Three main areas we focus on:
1) Detecting novel tandem repeats and repeat expansions
2) Studying the pathogenic roles of novel repeat expansion mutations
3) Studying functions of tandem repeats in the central nervous system (CNS)
Alzheimer’s disease (AD)
Amyotrophic lateral sclerosis (ALS)
Frontotemporal dementia (FTD)
Other neurodegenerative and neurological diseases with unknown etiologies
We believe our research will lead to identification of novel therapeutic targets, development of disease models, and treatment strategies for neurodegenerative and neurological disorders.

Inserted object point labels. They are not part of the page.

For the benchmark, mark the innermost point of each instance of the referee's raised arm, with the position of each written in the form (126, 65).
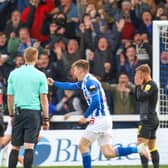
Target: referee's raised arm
(27, 99)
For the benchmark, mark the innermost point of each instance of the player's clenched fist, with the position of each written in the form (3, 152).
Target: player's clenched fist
(50, 81)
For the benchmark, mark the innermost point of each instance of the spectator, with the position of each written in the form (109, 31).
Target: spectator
(19, 61)
(3, 43)
(130, 20)
(164, 71)
(37, 12)
(55, 25)
(21, 4)
(143, 49)
(123, 102)
(70, 9)
(146, 26)
(129, 64)
(69, 56)
(4, 12)
(102, 61)
(14, 24)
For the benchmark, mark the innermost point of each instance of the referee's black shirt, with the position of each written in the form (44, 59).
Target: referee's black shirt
(147, 97)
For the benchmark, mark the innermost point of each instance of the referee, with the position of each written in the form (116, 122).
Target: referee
(146, 93)
(27, 94)
(1, 115)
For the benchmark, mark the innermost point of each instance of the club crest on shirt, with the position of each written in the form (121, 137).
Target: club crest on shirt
(92, 88)
(147, 87)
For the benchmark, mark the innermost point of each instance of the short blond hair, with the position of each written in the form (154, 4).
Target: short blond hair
(30, 54)
(81, 63)
(145, 68)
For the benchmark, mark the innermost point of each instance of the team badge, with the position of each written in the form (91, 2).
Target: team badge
(92, 88)
(147, 87)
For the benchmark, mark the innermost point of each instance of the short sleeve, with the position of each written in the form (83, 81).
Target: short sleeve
(92, 86)
(43, 85)
(10, 88)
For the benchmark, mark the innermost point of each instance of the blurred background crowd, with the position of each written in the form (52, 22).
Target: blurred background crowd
(113, 35)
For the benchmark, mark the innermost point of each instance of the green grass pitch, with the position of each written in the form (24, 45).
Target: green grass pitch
(101, 167)
(97, 167)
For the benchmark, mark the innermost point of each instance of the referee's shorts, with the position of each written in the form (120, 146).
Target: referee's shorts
(26, 127)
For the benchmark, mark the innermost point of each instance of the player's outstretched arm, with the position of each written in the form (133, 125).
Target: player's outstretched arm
(65, 85)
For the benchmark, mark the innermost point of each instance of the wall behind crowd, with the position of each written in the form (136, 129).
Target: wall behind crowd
(114, 36)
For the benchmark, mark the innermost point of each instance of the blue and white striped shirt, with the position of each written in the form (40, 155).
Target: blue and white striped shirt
(93, 93)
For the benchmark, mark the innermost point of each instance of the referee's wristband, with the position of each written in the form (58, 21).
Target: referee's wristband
(45, 118)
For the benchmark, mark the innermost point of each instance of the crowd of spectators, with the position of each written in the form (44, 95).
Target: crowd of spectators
(113, 35)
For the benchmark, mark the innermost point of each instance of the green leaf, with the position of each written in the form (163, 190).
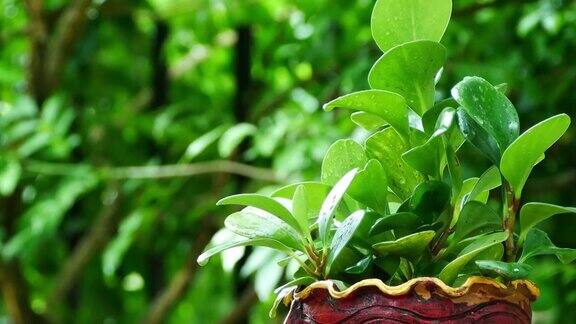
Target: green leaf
(469, 253)
(233, 137)
(478, 137)
(429, 158)
(279, 298)
(265, 242)
(409, 70)
(538, 243)
(489, 108)
(368, 121)
(256, 224)
(431, 116)
(370, 187)
(476, 218)
(397, 22)
(489, 180)
(330, 203)
(316, 192)
(342, 156)
(426, 158)
(411, 246)
(10, 172)
(265, 203)
(523, 154)
(296, 282)
(402, 220)
(429, 200)
(387, 147)
(389, 106)
(300, 209)
(343, 235)
(361, 266)
(535, 212)
(509, 271)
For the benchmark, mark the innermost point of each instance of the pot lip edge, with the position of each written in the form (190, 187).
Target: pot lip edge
(405, 287)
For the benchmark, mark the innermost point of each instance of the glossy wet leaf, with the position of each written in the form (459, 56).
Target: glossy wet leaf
(387, 147)
(265, 203)
(10, 172)
(279, 298)
(410, 247)
(370, 187)
(396, 22)
(389, 264)
(476, 218)
(257, 224)
(316, 192)
(489, 108)
(402, 220)
(368, 121)
(331, 203)
(361, 266)
(534, 212)
(429, 200)
(300, 209)
(342, 156)
(538, 243)
(431, 116)
(409, 70)
(430, 158)
(389, 106)
(426, 158)
(343, 235)
(525, 152)
(507, 270)
(489, 180)
(469, 253)
(478, 137)
(265, 242)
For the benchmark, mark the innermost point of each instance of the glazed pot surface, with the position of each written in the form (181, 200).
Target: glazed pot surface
(423, 300)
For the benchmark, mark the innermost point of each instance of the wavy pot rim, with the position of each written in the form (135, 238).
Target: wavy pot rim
(425, 286)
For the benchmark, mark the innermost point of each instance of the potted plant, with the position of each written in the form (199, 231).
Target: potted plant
(393, 232)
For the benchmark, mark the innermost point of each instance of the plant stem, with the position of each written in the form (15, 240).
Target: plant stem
(510, 208)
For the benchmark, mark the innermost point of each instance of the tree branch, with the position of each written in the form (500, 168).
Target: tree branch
(38, 35)
(68, 28)
(15, 296)
(155, 171)
(166, 300)
(90, 245)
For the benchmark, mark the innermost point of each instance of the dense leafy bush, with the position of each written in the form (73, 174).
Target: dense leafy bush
(397, 207)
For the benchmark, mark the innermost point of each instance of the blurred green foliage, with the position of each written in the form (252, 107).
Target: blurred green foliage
(88, 88)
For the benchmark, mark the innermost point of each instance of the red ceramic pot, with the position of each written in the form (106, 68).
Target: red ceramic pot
(421, 300)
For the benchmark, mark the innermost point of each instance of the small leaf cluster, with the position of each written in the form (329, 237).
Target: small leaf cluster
(397, 206)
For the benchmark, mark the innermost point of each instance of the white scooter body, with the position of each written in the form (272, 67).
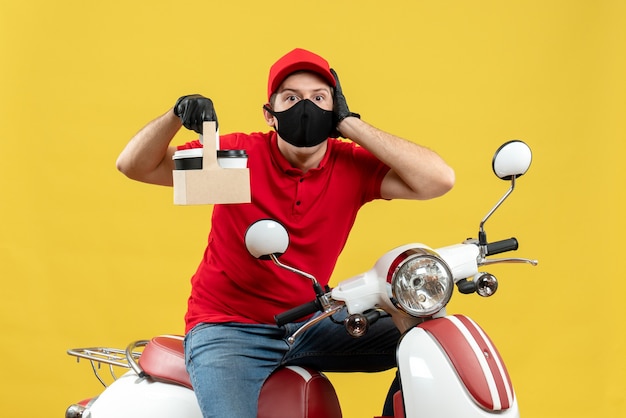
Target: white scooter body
(131, 396)
(449, 368)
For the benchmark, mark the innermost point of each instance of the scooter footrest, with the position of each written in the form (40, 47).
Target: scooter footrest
(298, 392)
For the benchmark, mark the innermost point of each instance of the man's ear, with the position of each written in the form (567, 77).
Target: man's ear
(269, 118)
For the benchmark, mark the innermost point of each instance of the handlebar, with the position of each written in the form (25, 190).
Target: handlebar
(503, 246)
(292, 315)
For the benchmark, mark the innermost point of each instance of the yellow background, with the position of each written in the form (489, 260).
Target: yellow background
(90, 258)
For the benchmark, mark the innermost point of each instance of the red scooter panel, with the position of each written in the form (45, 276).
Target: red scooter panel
(475, 359)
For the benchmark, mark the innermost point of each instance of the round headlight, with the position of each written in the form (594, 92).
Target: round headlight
(421, 282)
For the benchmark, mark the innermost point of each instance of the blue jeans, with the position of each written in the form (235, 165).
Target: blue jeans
(228, 363)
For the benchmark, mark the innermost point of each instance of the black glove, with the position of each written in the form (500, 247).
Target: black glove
(340, 107)
(193, 110)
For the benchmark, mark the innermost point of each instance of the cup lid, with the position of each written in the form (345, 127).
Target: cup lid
(232, 153)
(187, 153)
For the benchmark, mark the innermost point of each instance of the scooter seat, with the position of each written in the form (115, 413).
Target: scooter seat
(163, 358)
(290, 392)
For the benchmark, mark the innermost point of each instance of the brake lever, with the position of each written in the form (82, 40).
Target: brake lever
(332, 308)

Repeat expansion detection
We screen repeat expansion related pathology (e.g. the accumulation of RAN proteins and RNA foci) in patient tissue and samples to identify cases that could carry novel repeat expansion mutations.
We then use the information of repeat expansion pathology for enrichment and detection of repeat expansions in patient individuals at genome-wide scales.
Case control association studies are performed to identify novel disease-associated repeat expansion mutations.
Repeat expansion in disease
We develop animal models (AAV, BAC transgenic, and knock-in) and patient-derived models (e.g. 2D cell cultures and 3D organoids) that express novel disease-associated RE mutations. These models combined with patient samples are used to study the contribution of the novel repeat expansions in disease. Additionally, these models are important tools that allow us to test the effects of stress in triggering or exacerbating disease and that could contribute to development of personalized medicine.
Tandem repeats in the CNS
Understanding the functions of tandem repeats and repeat expansions in biology can provide important information for developing therapeutic interventions and methods to regulate cellular function. Here we test the hypothesis that tandem repeats are an important player in maintaining the CNS function by regulating expression of CNS-specific genes and involving in response to stress. We use transcriptomic data, sequencing and bioinformatic tools, gene editing and reporter assays to tackle this question.